Step 03 of 09  ·  Install LLVM 21

Install LLVM 21 with the NVPTX Backend

The cuda-oxide pipeline emits textual LLVM IR (.ll files) and hands them to the external llc binary to produce PTX. You need LLVM 21 or later with the NVPTX backend enabled.

# Ubuntu/Debian
sudo apt install llvm-21

# Verify the NVPTX backend is present
llc-21 --version | grep nvptx

The pipeline auto-discovers llc-22 and llc-21 on your PATH in that order. To pin a specific binary, set the environment variable:

# Pin to a specific llc binary
export CUDA_OXIDE_LLC=/usr/bin/llc-21
⚠ Common Failure If NVPTX does not appear in the output of llc-21 --version, your LLVM build was compiled without the NVPTX target. Install from the official LLVM apt repository rather than your distro’s default packages, which may omit GPU backends.
Step 04 of 09  ·  Install Clang

Install Clang 21 for the cuda-bindings Crate

The cuda-bindings crate uses bindgen to generate FFI bindings to cuda.h at build time. bindgen needs libclang — and specifically, it needs Clang’s own resource directory (which includes stddef.h). A bare libclang1-* runtime package is not enough.

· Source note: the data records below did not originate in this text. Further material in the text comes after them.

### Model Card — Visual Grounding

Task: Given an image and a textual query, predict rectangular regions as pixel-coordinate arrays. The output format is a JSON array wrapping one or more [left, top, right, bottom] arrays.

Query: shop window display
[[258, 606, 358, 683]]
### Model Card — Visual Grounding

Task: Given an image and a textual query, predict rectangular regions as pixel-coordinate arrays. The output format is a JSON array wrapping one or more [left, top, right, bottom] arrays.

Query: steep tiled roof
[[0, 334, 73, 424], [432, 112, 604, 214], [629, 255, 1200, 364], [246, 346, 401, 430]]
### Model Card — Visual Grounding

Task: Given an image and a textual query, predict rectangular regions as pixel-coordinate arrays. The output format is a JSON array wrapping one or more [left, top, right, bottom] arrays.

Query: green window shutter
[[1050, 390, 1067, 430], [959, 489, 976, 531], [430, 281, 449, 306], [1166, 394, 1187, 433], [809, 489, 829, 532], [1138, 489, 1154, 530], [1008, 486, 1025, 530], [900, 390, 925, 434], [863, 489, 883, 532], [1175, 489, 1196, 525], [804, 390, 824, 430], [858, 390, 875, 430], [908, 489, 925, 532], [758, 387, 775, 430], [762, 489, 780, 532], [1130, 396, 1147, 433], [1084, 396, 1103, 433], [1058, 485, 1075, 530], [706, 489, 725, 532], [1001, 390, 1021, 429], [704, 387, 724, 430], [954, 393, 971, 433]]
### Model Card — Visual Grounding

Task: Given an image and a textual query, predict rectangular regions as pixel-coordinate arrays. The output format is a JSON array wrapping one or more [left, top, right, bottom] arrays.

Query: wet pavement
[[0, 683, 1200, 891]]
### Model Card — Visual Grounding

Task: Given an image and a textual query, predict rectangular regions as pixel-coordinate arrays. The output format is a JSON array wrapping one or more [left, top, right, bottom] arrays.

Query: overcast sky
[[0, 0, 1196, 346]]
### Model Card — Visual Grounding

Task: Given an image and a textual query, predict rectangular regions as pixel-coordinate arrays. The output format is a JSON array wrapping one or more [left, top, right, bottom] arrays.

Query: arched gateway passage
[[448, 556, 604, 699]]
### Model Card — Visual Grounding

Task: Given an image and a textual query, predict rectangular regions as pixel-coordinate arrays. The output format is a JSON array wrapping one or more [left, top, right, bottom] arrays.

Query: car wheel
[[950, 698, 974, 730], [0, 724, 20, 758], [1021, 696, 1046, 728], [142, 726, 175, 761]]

# Install the full clang-21 package (includes resource headers)
sudo apt install clang-21

# Alternatively, the -dev header package also works
sudo apt install libclang-common-21-dev
⚠ Symptom of Missing Clang If you only install the runtime but not the headers, the host build will fail with a cryptic 'stddef.h' file not found error during bindgen. Run cargo oxide doctor in the next step to catch this before attempting a build.
Step 05 of 09  ·  Install cargo-oxide

Clone the Repo and Install cargo-oxide

cargo-oxide is a Cargo subcommand that drives the entire build pipeline — running cargo oxide build, cargo oxide run, cargo oxide debug, and cargo oxide pipeline.

Inside the repo (for trying examples):

git clone https://github.com/NVlabs/cuda-oxide.git
cd cuda-oxide

# cargo oxide works out of the box via a workspace alias
cargo oxide run vecadd

Outside the repo (for your own projects):

# Install globally from the git source
cargo install \
  --git https://github.com/NVlabs/cuda-oxide.git \
  cargo-oxide

# On first run, cargo-oxide fetches and builds the codegen backend

Then verify all prerequisites are in place with the built-in health check:

cargo oxide doctor
ⓘ What doctor checks It validates your Rust toolchain (nightly, rust-src, rustc-dev), CUDA Toolkit, LLVM version and NVPTX support, Clang/libclang headers, and the codegen backend binary. Fix any red items before proceeding.
Step 06 of 09  ·  Run Your First Kernel

Build and Run the vecadd Example

The canonical first example is vecadd — a vector addition kernel that adds two arrays of 1,024 f32 values on the GPU and verifies the result on the host.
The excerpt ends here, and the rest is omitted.